3. The health department works with Dan to find out the places he has been and who he has spent time with.
4. The health department calls Jane to tell her she may have been exposed to COVID-19. They tell her what she needs to do next.
Will the health department call me if I am exposed to COVID-19?
Public health workers from the health department try to contact everyone who tests positive for COVID-19 or who is exposed to someone with COVID-19. A public health worker may call you or send you a text or email letting you know you were exposed and should quarantine.
When there are a lot of people testing positive for COVID-19, public health resources get overwhelmed. It may take several days for the health department to contact a person who tested positive and do a case investigation. Health departments may need to stop doing contact tracing. If you know you were exposed to someone with COVID-19, it is critical that you take precautions and quarantine at home, even if the health department hasn’t contacted you yet. Do not wait for the health department to call you to take precautions.
Automated case investigation and contact tracing
The Utah Department of Health and Human Services and Utah’s local health departments use an automated case investigation and contact tracing program to help us reach people who have tested positive or been exposed to COVID-19 faster.
A public health worker will try to reach you by phone after you test positive for COVID-19 or if you are exposed to someone with COVID-19. You may get a phone call, text, or email. The text or email will come from Utah public health contact tracing teams. The public health worker may text you a link to a form which will ask you about where you may have been exposed to the virus and who else may be at risk for getting COVID-19. The text will also have a phone number you can call if you have questions. The URL for the form will include a “utah.gov” address. Our contact tracing teams will never ask you for your bank information, credit card numbers, or social security number.

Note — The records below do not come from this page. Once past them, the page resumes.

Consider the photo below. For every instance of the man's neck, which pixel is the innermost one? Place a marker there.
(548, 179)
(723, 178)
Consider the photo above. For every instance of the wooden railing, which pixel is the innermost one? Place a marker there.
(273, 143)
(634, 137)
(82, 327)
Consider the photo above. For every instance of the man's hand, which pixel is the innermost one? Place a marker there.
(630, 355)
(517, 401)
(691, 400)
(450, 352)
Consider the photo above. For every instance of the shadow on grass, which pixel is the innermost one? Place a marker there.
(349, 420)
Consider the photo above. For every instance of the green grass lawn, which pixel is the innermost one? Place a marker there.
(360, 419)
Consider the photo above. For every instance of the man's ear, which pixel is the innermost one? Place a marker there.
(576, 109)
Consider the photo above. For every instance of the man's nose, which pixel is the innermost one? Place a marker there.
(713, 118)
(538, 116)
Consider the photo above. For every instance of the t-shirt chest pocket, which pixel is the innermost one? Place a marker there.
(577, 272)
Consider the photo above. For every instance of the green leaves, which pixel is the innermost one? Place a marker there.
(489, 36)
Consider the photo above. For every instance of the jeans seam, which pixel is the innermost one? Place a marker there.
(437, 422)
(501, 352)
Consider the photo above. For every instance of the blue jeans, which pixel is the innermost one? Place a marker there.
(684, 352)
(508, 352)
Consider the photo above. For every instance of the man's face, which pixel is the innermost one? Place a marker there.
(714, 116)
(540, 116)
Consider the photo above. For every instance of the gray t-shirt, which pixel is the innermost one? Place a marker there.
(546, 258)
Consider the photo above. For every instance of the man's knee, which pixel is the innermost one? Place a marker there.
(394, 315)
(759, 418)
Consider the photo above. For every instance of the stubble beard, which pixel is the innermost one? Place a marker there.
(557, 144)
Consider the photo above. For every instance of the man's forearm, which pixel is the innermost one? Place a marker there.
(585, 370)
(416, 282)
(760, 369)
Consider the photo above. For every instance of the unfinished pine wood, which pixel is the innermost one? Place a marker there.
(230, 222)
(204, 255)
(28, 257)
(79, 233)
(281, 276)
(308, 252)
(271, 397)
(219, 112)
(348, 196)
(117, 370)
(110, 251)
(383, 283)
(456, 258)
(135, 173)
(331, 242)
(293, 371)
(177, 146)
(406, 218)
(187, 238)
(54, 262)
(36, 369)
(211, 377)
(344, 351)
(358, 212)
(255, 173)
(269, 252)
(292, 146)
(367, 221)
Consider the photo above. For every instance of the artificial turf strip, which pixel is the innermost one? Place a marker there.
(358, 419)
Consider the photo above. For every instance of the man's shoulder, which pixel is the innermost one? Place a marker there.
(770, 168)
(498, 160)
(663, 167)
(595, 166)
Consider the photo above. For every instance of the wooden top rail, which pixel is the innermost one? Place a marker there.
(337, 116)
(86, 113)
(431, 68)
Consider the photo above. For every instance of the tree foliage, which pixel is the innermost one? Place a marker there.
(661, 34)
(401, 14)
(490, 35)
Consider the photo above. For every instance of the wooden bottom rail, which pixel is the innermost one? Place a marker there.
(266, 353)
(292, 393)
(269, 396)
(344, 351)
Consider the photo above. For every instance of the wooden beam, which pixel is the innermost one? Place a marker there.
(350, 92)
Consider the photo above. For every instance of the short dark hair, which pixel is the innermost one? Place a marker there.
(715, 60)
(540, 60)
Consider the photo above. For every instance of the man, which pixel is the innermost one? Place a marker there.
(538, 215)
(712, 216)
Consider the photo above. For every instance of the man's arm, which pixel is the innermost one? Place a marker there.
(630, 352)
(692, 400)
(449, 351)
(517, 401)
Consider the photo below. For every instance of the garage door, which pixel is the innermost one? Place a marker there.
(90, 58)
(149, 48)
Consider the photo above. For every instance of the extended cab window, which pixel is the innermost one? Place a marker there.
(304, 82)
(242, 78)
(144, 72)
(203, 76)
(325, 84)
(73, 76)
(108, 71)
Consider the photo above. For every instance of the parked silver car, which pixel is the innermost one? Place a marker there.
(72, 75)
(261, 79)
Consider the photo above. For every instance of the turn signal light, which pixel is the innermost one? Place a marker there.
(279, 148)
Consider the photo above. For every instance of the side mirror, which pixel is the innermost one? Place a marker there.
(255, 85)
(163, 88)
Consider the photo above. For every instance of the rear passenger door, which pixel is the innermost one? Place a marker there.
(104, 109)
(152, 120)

The form and information you provide to the health department is stored on a secure database and is considered private health information. It will not be made public. Only the state or local health department in the county where you live will have access to this information. You may be asked to give the names and contact information for anyone who was in close contact with you while you were infectious. This information helps public health know who else may be at risk for getting sick and needs to take precautions. We will not share your name or contact information with these people. A text or email will then be sent to your close contacts letting them know how long to quarantine and when to get tested for COVID-19.